City Hall

Parks and Libraries Outline Budget Cuts

By Erica C. Barnett October 4, 2011

There weren't many bombshells at this morning's presentations on the city's parks and libraries budget---just more of the same bad news (fewer community center hours, a continuation of the library's already slash-and-burn budget, renewed furloughs, and entire days when branch libraries will be closed), along with a fairly dismal outlook for the future.

Overall, parks revenues are down about 1.9 percent, requiring the department to cut about three positions.
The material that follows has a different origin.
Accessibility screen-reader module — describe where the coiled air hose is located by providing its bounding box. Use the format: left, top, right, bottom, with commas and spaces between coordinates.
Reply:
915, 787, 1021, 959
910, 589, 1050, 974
The biggest cuts will be to the Seattle Aquarium, whose budget will decline 19.5 percent in 2012 from the previously adopted level; recreation facilities and programs, whose budget will go down 8.8 percent; and parks planning and acquisition, which will go down 8.9 percent.

As part of its cost-cutting strategy (which includes, as we've reported, reducing hours at many community centers while increasing hours at centers that are most heavily utilized), parks will also start charging for parking at South Lake Union Park, reduce reliance on public funds at the Volunteer Park Conservatory (parks director Christopher Williams said the goal was to reduce city support for the conservatory to between 40 and 60 percent); and finally build the Belltown Community Center through a public-private partnership with the YMCA and the Associated Recreation Council.

While McGinn's proposal for the library system doesn't include any major new cuts from last year, that's not saying a lot: The library system's budget has already been cut to the bone, with the entire system shut down for a week each summer and many branch libraries closed entirely on Fridays and Sundays. Compared to 2009, the library's branches are open 190 fewer hours per week. Compared to 2010, the budget for buying new materials is down 14 percent. Compared to the 2011 adopted budget, the budget for capital improvements at the library is down 22 percent.

Those budget levels, council president Richard Conlin said today, are "not adequate to maintain the central library and the 26 branch libraries over the long term." With many branch libraries nearing 10 years old, library CFO Marilynne Gardner told the council, the system could be at the point where spending money now saves much more money later.

Jonah will have a report on the police budget, which SPD chief John Diaz presented this afternoon, soon. Up tomorrow: the Human Services Department, Arts and Cultural Affairs, the Office of Sustainability and the Environment, Neighborhoods, Personnel, Information Technology, and Civil Rights.